The first work on the grant was to games.sina.com.cn/zhuanqu/dino2/photo/61.shtml:用户名: oaxwtvpntevsba 提交答案: 您认为《恐龙危机2》中蕾吉娜的生活形象是...用户名: gjrssroockmxnq 提交答案: 您认为《恐龙危机2》中蕾吉娜的生活形象是... using two fuel caches that we placed the year prior from the Swedish icebreaker. At this point Petermann Gletscher and our projects attracted the attention of journalists of the Washington Post who had read some of the blog articles at this site. The two journalists accompanied us for a week and produced a beautiful visual report of our work that is posted at

gyastal百度百科_gyastal品牌介绍_gyastal官网:2021-2-12 · 百度百科史记2021年度人气王鹿晗,本视频时长103秒,也可以在这里观看:w..... 百度百科年度人气王奖--鹿晗

A detailed news report on our science and new findings appeared on page-1 of the Washington Post on January 1, 2017 [Broader Impacts]. I briefly summarize the results and findings of our subsequent data analyses of all data from August of 2015 through October of 2017 [Intellectual Merit]:

1a. Ocean temperatures increase at all five depths below the 100-m thick floating ice shelf of the glacier. These warmer waters are also saltier which demonstrates their Atlantic origin.
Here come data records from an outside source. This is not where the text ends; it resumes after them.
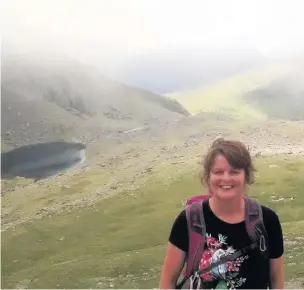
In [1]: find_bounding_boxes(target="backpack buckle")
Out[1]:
[189,272,201,290]
[256,227,266,252]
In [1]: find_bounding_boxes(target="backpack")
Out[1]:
[176,194,269,289]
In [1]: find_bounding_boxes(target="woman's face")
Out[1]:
[208,154,246,200]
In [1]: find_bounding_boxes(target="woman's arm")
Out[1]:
[270,255,284,289]
[159,242,186,289]
[159,209,189,289]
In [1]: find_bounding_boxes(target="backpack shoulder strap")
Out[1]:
[185,199,208,277]
[244,197,268,253]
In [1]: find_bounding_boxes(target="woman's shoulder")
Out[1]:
[260,204,283,237]
[260,204,281,222]
[171,209,188,230]
[168,209,189,252]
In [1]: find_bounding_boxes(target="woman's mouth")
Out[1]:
[219,185,234,189]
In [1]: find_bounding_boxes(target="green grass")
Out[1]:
[167,63,290,119]
[1,177,34,196]
[2,155,304,289]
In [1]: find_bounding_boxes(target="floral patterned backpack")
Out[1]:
[176,195,269,289]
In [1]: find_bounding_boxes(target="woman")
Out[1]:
[159,139,284,289]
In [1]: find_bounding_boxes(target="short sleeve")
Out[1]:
[168,210,189,252]
[263,206,284,259]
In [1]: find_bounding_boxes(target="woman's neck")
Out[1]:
[209,196,245,224]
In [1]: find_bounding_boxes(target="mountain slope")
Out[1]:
[167,62,293,120]
[1,47,189,148]
[244,61,304,121]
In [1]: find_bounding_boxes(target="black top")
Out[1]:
[169,200,284,289]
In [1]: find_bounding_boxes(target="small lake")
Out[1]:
[1,141,86,181]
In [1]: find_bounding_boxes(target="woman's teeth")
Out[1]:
[220,185,233,189]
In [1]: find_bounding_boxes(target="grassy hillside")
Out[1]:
[167,62,292,120]
[1,47,189,148]
[2,155,304,289]
[244,65,304,120]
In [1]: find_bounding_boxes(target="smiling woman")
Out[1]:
[201,138,255,202]
[1,141,86,182]
[159,138,285,290]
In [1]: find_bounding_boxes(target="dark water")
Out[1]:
[1,141,86,181]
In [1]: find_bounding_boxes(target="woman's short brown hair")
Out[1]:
[200,138,256,186]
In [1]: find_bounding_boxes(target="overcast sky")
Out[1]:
[2,0,304,59]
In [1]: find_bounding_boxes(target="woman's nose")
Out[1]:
[222,172,232,180]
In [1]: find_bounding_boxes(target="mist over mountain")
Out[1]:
[97,45,266,94]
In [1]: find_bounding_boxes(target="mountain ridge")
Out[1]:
[1,46,189,149]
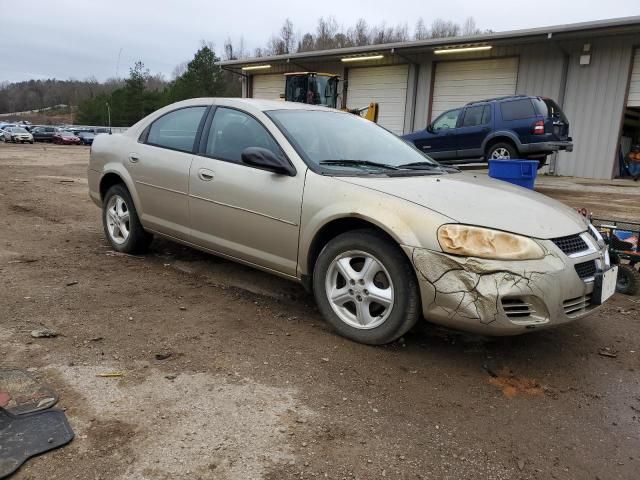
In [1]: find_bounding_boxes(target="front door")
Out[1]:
[415,108,460,160]
[129,105,208,239]
[455,104,492,159]
[189,107,305,276]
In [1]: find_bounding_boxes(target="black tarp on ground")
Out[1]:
[0,407,74,479]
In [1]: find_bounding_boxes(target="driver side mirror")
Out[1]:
[241,147,296,176]
[426,123,434,133]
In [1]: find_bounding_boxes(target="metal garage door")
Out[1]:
[431,57,519,120]
[251,74,284,100]
[628,49,640,107]
[346,65,409,134]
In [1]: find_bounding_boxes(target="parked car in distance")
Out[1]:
[88,98,614,345]
[52,130,81,145]
[77,131,96,145]
[2,126,34,143]
[402,95,573,168]
[31,126,57,142]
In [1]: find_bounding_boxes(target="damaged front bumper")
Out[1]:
[403,240,608,335]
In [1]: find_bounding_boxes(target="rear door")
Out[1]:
[498,98,539,144]
[455,104,492,159]
[188,106,305,276]
[130,105,208,239]
[414,108,460,160]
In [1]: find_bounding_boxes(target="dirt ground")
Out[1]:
[1,143,639,480]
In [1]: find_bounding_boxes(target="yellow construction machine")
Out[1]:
[282,72,379,123]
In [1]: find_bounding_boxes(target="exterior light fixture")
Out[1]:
[434,45,492,55]
[241,64,272,71]
[340,55,384,63]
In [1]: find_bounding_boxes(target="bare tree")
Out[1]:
[430,18,460,38]
[414,18,429,40]
[315,17,339,50]
[280,18,296,54]
[462,17,481,36]
[171,61,188,80]
[348,18,370,46]
[298,33,315,52]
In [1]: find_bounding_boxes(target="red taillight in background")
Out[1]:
[532,120,545,135]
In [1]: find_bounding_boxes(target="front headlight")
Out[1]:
[437,224,545,260]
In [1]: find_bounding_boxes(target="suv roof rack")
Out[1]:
[466,94,530,106]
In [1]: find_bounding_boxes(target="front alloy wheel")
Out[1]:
[325,250,394,329]
[312,230,421,345]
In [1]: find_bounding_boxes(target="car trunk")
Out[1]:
[535,97,569,140]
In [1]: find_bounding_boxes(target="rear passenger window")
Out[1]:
[500,99,536,120]
[206,107,282,163]
[461,105,485,127]
[146,106,206,152]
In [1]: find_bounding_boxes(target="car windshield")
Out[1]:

1b. Surface sensors indicate short, but intense pulses of meltwater passing our ocean array at spring-neap tidal cycles.

2a. Melt rate data reveal that these pulses occur during reduced tidal amplitudes and follow peaks in glacier melting that exceeded 30 feet per year.

2b. Statistical analyses indicate that the melt waters originate from a location near where the glacier sits on bed rock and that the melt water then moves seaward towards the ocean.
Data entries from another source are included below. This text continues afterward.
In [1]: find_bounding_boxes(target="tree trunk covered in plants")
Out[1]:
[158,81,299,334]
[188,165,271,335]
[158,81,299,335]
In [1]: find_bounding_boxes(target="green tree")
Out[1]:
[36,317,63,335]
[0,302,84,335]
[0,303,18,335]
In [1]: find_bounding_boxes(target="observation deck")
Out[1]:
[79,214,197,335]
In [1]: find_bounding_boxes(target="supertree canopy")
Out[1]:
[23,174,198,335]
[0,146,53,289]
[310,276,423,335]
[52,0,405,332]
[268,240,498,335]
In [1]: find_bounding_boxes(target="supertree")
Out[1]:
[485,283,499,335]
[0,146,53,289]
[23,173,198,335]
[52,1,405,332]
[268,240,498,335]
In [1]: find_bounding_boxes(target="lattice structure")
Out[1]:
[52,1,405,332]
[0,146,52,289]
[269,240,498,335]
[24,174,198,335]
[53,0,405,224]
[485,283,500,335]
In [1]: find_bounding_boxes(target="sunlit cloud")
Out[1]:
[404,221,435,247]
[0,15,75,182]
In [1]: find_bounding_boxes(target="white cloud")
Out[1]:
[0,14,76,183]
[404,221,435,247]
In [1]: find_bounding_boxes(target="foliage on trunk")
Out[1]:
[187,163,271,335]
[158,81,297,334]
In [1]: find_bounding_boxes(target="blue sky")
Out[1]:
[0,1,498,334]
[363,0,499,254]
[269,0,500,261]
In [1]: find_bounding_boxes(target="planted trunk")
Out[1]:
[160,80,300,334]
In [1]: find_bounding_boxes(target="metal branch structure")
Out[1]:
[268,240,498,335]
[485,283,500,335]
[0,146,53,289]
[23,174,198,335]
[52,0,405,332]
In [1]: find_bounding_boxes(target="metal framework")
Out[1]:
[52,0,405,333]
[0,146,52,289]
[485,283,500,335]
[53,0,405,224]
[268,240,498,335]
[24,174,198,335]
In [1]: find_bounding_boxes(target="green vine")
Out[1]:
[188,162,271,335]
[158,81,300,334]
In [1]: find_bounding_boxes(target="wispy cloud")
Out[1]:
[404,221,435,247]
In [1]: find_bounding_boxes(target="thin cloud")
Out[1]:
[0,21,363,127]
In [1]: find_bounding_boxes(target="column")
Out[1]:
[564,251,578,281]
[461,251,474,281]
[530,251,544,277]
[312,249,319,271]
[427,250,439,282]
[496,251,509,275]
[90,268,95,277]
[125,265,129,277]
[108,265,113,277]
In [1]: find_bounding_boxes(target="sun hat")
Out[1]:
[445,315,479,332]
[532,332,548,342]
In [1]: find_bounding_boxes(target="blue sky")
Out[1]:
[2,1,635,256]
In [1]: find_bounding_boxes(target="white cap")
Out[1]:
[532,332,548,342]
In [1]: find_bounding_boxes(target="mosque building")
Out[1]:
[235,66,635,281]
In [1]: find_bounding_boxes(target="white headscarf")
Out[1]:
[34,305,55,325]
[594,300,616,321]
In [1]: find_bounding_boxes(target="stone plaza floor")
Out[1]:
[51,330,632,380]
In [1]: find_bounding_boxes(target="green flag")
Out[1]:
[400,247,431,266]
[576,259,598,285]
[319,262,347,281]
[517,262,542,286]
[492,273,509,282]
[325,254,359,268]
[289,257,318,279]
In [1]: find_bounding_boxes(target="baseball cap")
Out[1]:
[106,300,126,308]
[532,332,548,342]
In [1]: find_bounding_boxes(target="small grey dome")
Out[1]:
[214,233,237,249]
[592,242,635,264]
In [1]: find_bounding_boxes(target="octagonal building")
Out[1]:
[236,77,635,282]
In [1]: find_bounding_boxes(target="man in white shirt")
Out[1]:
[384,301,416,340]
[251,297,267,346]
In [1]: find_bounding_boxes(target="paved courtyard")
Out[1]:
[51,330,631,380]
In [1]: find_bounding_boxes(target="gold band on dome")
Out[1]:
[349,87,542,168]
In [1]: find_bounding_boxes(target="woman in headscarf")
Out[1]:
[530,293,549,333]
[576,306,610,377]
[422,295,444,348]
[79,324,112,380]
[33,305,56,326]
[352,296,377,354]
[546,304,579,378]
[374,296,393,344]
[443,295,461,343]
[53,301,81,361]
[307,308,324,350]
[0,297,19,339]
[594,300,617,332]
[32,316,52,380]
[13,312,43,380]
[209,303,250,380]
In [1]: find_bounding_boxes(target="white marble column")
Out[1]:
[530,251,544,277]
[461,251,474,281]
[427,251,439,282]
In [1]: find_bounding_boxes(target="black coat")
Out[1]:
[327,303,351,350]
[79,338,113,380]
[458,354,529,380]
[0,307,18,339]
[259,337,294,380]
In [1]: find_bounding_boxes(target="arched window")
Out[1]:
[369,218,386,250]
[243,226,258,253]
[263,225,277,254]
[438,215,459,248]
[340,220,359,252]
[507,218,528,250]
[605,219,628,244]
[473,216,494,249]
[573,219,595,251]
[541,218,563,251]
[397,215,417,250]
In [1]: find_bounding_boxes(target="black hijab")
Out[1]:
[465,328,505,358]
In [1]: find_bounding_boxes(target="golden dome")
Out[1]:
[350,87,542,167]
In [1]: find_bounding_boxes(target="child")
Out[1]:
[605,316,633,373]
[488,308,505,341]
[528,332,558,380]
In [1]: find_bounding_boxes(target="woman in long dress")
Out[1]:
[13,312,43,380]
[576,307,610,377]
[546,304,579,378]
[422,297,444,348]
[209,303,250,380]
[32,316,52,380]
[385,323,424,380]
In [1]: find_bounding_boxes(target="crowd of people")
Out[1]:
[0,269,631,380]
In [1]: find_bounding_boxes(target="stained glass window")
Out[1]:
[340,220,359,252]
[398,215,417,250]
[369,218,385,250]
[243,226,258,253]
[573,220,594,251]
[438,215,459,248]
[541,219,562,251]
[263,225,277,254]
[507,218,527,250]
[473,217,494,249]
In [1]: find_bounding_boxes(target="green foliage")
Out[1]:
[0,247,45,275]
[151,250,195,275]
3a. Ocean melting below the glacier varies from summer (strong) to winter (weak) rising from a winter mean of 6 feet per year to a maximum of 240 feet per year during the summer.

3b. The large summer melting is caused by the increased discharge of subglacial runoff into the ocean near the grounding line.

3c. The larger discharge strengthens ocean currents under the floating glacier that drive ocean heat toward the glacier’s ice base.

The work formed one basis for the dissertation of PhD student Peter Washam who published the items #2 and #3 in the Journal of Physical Oceanography and Journal of Glaciology, respectively. He helped to drill holes and install sensors for the project that we first described at #1 in Oceanography. These three peer-reviewed journal articles are all published by not-for-profit professional organizations and societies dedicated to higher learning and public outreach. Furthermore we placed three separate data sets (1 | 2 | 3) at the Arctic Data Center that is funded by the National Science Foundation. More will come as we continue to work on the hard-won data from below Petermann Gletscher.

Look down the 0.3 meter wide drill hole. Yellow kevlar rope supports cable and ocean sensors.

Post Scriptum:
A modified version of the above was submitted the US National Science Foundation as part of the final reporting on grant 1604076 (“Glacier-Ocean interactions at a Greenland ice shelf at tidal to interannual time scales”) that funded this work with $360,400 at the University of Delaware from August 2016 through July 2019.